In this post, let's explore what that would entail, from data collection, to analysis, to visualization. We'll go through a couple of examples.
The problems with news
I've already complained about the news in a previous blog post, but this time around, I'd like to hone in on two specific issues: negativity and gradual changes:
News is generally biased toward negative, emotionally laden events. A terrorist rampage that claims five victims is practically guaranteed to make the front page, while a cure that saves five hundred certainly wouldn't.
News does not inform about gradual changes. Many important processes, such as climate change, are gradual. Like boiling a frog, there are no specific events to report on, so they get no coverage in the news (until the frog dies).
Headlines invite questions
I went through some recent news stories (on Wikipedia), asking some simple questions. For example:
|The death toll from the Rigopiano avalanche rises to 29.||How frequent are avalanche deaths? What about just in Italy? What are some big recent avalanches?|
|Ken Wyatt is sworn in as the first Indigenous Australian to serve in Australia's cabinet.||What is the population of Indigenous Australians? What is the racial breakdown in Australia's cabinet? What about other countries? What about historically?|
|The Kremlin arrests four people, one from Kaspersky Lab and three from the Federal Security Service, reportedly on treason charges for passing information to America's CIA.||How many arrests does the Kremlin typically make? How many for treason? How about the US government?|
Firstly, to even ask the question requires a skeptical mindset. Secondly, finding the data requires time and research. Lastly, presenting the data in a compelling way takes some thought and creativity.
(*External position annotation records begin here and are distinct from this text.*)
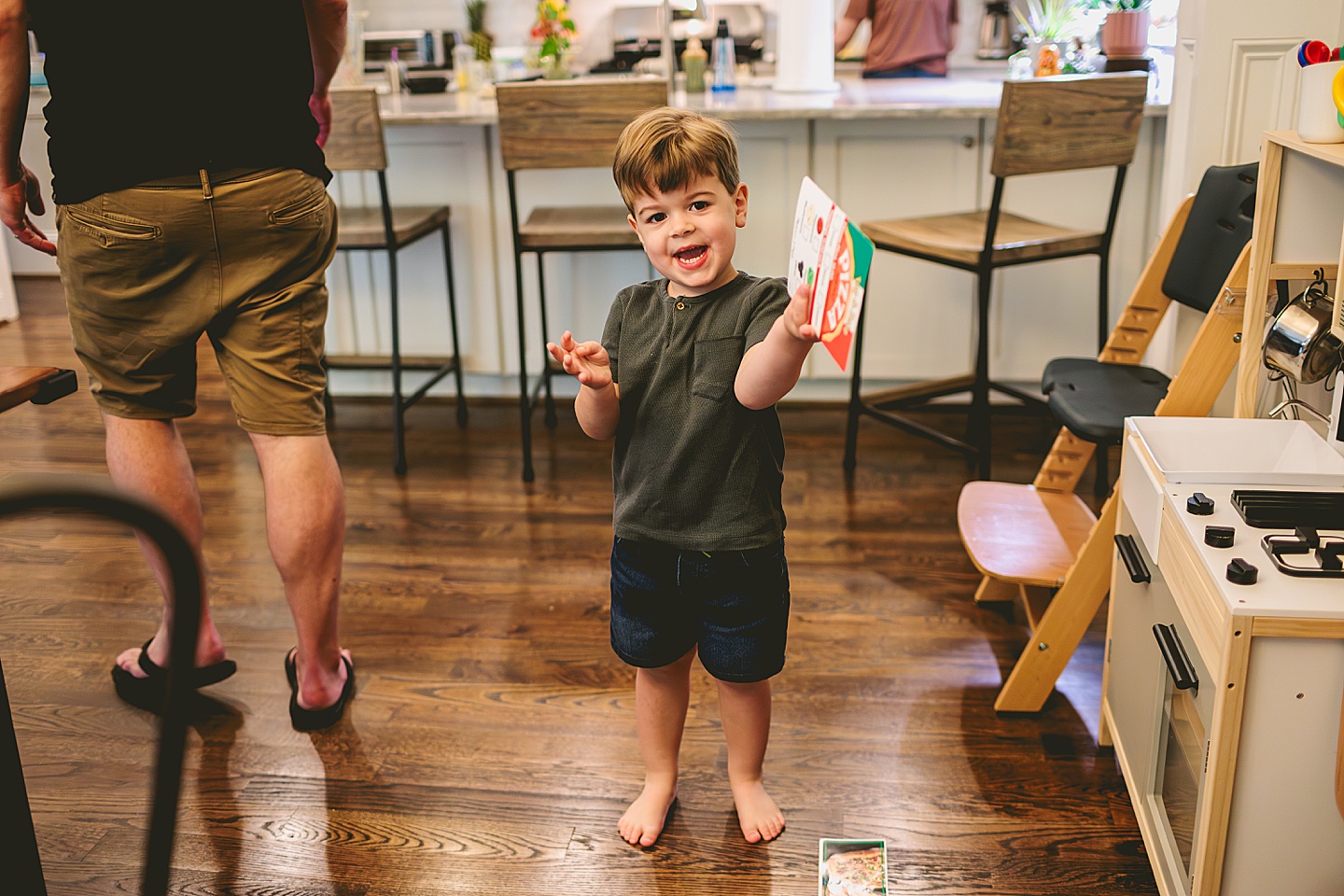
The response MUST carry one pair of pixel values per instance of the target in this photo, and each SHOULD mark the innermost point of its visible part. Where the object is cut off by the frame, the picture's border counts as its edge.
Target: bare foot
(208, 651)
(643, 821)
(760, 817)
(321, 687)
Keeping in mind that I make no claims to any of the above, let's give it a shot.
Why are base rates important?
The questions above attempt to get at the base rates relevant to the news stories, which is important context to get a better understanding:
It may at first seem impressive that 1000 people beat their winter cold while using 'Treatment X', until we look at the entire 'Treatment X' population and find that the base rate of success is actually only 1/100.
It is also well known from a large number of psych studies that people are really bad at integrating base rates into their thinking. Maybe this is why they are so rarely featured in the news? My hope is that by pairing each headline with a bit of base rate information, we can become better informed and address both negativity and get a better sense for trends over time.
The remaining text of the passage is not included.